Nella pagina di fronte alla rappresentazione del Diavolo c’è una rappresentazione a piena pagina del regno dei cieli.
Episodi indecifrabili
I misteri intorno a queste strane pagine sono innumerevoli. Secondo alcune testimonianze risalenti al 1858, la Bibbia del Diavolo è stata la causa di un noto evento, apparentemente inspiegabile, che ha coinvolto direttamente il custode della biblioteca di Stoccolma: costui, addormentatosi durante la lettura del Codex, ha affermato di essere stato bloccato nella sala principale e che al suo risveglio si siano registrate attività che l’uomo stesso ha definito paranormali. L’uomo, ritrovato al mattino spaventato e rifugiato sotto un tavolo della sala lettura della biblioteca, nel giro di poco tempo fu internato in un ospedale psichiatrico poiché si ritenne fortemente assoggettato a disagi psichici.

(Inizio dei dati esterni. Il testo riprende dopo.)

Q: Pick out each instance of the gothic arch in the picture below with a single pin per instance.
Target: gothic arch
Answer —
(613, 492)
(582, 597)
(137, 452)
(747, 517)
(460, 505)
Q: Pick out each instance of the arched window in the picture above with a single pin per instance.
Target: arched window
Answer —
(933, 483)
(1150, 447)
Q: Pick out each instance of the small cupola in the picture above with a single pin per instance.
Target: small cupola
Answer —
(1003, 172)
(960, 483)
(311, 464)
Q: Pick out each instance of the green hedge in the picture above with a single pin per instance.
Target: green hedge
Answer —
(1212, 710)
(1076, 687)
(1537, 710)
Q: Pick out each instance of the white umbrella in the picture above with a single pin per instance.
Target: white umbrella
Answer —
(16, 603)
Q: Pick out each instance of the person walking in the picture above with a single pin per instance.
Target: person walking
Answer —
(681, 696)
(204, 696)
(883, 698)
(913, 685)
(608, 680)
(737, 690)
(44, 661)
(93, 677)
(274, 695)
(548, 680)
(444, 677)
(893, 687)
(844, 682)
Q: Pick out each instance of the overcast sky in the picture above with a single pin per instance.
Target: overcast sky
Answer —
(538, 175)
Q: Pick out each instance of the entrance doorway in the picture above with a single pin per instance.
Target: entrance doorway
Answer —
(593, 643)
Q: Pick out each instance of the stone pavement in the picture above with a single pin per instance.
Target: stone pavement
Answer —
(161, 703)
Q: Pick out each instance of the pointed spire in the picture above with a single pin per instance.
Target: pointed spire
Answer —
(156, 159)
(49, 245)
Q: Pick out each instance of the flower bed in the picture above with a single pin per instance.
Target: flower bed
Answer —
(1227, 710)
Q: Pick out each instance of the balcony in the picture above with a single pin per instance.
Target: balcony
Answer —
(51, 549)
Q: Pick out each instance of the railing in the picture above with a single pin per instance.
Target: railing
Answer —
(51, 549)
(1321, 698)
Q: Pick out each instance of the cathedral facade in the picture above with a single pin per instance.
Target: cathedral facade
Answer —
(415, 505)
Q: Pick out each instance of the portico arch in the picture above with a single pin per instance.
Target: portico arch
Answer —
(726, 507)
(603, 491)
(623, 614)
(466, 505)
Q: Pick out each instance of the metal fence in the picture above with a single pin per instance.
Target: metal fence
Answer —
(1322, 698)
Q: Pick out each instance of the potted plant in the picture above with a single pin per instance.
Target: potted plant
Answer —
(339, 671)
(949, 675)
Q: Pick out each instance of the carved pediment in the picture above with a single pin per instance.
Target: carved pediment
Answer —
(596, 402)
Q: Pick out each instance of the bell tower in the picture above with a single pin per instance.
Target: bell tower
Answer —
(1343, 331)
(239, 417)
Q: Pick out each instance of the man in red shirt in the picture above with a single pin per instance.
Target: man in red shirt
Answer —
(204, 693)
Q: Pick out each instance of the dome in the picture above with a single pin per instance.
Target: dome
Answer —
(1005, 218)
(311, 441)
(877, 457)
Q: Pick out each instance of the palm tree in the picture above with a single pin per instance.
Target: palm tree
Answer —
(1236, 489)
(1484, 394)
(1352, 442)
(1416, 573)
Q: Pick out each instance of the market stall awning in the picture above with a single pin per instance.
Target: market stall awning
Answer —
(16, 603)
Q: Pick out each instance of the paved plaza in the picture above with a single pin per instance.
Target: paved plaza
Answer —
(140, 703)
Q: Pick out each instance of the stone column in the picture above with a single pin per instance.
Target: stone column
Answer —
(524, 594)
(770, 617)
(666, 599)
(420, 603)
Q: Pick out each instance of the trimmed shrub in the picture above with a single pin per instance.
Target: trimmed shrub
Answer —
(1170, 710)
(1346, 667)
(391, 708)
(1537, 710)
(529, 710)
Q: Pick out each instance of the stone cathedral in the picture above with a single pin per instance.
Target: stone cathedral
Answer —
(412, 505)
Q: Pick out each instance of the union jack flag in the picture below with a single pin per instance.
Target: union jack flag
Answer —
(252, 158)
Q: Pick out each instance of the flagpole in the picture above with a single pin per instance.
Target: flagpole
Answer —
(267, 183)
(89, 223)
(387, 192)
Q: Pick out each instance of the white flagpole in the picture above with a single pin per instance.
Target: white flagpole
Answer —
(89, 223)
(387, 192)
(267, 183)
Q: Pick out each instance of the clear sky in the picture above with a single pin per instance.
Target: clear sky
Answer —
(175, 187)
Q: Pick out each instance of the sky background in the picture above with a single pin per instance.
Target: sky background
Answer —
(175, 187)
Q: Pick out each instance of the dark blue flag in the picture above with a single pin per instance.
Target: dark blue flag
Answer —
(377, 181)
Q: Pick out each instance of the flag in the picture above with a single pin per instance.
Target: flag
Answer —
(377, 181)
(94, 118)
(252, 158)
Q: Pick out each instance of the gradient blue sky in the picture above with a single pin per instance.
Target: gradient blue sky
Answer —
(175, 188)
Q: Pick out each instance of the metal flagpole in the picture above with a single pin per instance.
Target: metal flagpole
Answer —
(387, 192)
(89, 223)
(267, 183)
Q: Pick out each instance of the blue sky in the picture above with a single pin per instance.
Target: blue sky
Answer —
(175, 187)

Fatti simili sono stati riportati da altre fonti raccolte nel primo decennio del Novecento dallo scrittore Eugène Fahlsted; egli ha riportato la vicenda che ha riguardato personalmente un suo amico custode della biblioteca reale, August Strindberg, il quale, recatosi nelle ore notturne, in compagnia di alcuni suoi amici nella stanza nella quale era custodito il Codex Gigas, ha assistito a strani fenomeni mai totalmente spiegati.
Ancora oggi, dunque, restano intatte le domande di sempre: da chi è stato scritto realmente questo libro misterioso? Per quale motivo? Quali segreti custodisce?